The chart might also confess that the long-term decline of the US dollar – its terminal decline as the world’s reserve currency – began in 1985 with the Plaza Accord. The admission of China to the World Trade Organisation (WTO) in December of 2001 marked a high in a dollar rally that began in 1995.
And now? The Bernanke Fed ignited a dollar rally – and a rally in dollar-denominated financial asset prices – in 2003 when the era of QE began. The chart, in its quiet moments of anxiety, whispers that the next stage of decline in the greenback will be accompanied by a loss of confidence. And then a recession, a falling dollar (rising gold price), and (perhaps) the dreaded Sovereign Debt Depression.
Is confidence such a fragile thing? It is. But confidence in what?
Confidence in the Fed itself as an institution fit for purpose in the modern world. Confidence in the Fed’s unanimity. Confidence in its competence. Confidence in its effectiveness.
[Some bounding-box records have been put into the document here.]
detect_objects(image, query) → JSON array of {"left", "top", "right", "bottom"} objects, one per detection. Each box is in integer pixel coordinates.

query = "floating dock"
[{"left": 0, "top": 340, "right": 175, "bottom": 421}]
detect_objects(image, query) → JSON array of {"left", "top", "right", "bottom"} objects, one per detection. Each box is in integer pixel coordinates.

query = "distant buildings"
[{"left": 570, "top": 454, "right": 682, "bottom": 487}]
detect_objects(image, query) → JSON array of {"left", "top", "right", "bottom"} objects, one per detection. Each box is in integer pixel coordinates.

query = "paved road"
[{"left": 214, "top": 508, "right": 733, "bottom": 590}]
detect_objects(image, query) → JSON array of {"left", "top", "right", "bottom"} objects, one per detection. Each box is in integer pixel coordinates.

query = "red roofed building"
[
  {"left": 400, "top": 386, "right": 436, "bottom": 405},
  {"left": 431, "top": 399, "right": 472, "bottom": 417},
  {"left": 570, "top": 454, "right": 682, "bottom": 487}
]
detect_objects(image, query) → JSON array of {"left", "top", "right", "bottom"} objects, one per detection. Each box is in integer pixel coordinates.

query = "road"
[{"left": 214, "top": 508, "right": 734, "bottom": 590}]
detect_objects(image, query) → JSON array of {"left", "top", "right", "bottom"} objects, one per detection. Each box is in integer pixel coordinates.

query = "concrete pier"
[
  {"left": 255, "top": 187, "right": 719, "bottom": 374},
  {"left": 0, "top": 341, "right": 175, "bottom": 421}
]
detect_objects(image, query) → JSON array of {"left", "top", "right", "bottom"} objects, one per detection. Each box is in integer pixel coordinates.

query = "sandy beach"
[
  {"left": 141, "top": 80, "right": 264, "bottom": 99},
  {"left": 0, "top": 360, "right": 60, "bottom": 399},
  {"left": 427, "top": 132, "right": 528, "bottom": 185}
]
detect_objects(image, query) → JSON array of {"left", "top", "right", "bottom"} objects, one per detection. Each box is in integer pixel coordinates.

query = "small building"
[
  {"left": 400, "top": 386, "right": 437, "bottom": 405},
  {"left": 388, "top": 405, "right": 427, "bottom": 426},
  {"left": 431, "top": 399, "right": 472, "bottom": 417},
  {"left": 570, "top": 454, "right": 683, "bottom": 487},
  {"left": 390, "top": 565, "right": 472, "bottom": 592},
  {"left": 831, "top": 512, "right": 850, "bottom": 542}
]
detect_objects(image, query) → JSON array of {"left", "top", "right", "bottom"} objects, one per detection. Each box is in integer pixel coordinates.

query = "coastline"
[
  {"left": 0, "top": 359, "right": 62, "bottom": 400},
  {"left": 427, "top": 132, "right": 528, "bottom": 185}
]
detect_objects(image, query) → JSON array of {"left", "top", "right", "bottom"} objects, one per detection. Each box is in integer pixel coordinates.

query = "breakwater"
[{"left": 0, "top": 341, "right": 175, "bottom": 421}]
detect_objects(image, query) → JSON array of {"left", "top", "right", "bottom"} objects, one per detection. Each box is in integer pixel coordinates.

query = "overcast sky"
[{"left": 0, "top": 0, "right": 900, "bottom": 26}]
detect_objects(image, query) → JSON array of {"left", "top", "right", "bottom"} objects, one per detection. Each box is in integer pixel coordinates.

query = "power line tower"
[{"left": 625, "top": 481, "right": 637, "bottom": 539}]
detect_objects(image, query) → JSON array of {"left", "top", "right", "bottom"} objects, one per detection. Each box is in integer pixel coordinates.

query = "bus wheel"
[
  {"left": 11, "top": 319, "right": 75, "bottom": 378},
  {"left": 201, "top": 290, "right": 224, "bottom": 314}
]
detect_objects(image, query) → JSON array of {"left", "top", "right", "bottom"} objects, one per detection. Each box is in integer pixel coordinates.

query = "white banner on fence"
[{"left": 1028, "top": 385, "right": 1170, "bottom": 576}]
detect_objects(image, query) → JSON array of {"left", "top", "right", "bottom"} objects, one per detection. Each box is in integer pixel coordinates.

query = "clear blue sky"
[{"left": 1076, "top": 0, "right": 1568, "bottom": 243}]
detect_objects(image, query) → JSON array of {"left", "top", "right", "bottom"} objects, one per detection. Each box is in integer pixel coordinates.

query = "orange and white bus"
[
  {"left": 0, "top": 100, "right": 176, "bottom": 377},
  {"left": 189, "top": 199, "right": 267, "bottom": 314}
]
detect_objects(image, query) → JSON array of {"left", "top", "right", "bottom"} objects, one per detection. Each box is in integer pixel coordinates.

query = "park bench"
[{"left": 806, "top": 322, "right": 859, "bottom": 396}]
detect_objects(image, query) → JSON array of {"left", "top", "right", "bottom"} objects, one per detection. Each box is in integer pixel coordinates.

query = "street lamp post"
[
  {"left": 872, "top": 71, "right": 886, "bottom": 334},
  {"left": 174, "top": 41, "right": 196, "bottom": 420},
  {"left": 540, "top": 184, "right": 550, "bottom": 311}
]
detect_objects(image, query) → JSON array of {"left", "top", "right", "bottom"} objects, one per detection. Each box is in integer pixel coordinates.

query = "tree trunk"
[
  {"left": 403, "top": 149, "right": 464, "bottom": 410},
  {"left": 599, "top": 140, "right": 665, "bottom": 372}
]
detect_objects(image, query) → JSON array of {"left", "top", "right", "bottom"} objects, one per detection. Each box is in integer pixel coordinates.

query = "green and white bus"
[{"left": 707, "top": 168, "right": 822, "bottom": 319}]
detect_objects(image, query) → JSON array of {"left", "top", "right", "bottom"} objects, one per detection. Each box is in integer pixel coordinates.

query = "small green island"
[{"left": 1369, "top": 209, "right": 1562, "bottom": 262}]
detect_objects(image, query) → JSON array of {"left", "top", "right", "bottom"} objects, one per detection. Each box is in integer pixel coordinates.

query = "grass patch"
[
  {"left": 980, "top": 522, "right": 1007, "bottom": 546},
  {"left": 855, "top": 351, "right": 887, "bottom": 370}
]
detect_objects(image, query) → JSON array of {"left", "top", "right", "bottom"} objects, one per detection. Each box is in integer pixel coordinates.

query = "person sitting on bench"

For now, the Fed (and central banks in general) retains the illusion of authority over the economic cycle. That’s a big fat myth, of course. The Bank of Japan is Exhibit A in the case against a central bank’s ability to create growth. But the BoJ’s policy history (and future) also provides evidence of how long a central bank can prevent an inevitable crisis if it really wants to. More on that tomorrow.